Since I left for Australia 8 months ago Belle and I have not been to a weekend trial. This past weekend I was signed up for a total of 8 runs between Friday, Saturday, and Sunday at a CPE trial at our training building. I ended up adding another 2 runs because Belle was running so well.

We ended up with 8 out of 10 Q's, and all 1st places. The 2 NQ's were due to me making up my own courses, so for Belle's sake it was a perfect weekend. We have been working on jumping and jump grids and we only had 1 knocked bar all weekend. I avoided the dog walk seeing as we are working on our contacts, but she did miss 2 A-frame contacts. Not too bad.
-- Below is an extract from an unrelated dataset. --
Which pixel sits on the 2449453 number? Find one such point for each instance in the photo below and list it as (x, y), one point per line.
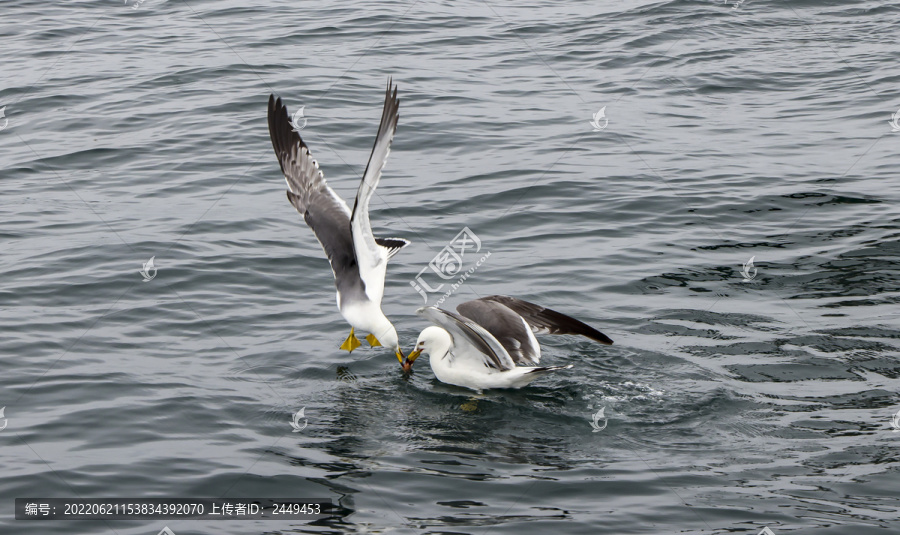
(297, 509)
Belle posted many fast times and I am so proud how well we have done seeing as we had quite a long break from agility

In addition Belle earned her Level 4 Handler Games Title (CL4-H) and now is only 1 Q away from finishing Level 4 in CPE, and we are about 20-some Q's away from our C-ATCH. 

This weekend we may enter Day of Show at a CPE trial for a day, not sure. We are entered in our first 2 day USDAA trial in 2 weekends so I am nervous/excited about that as well!

Overall I would say it was a successful and very fun weekend.


----------



## Sibe (Nov 21, 2010)

Holy smokes! Let somebody else have a chance to win, would ya?!

Congratulations!!!!


----------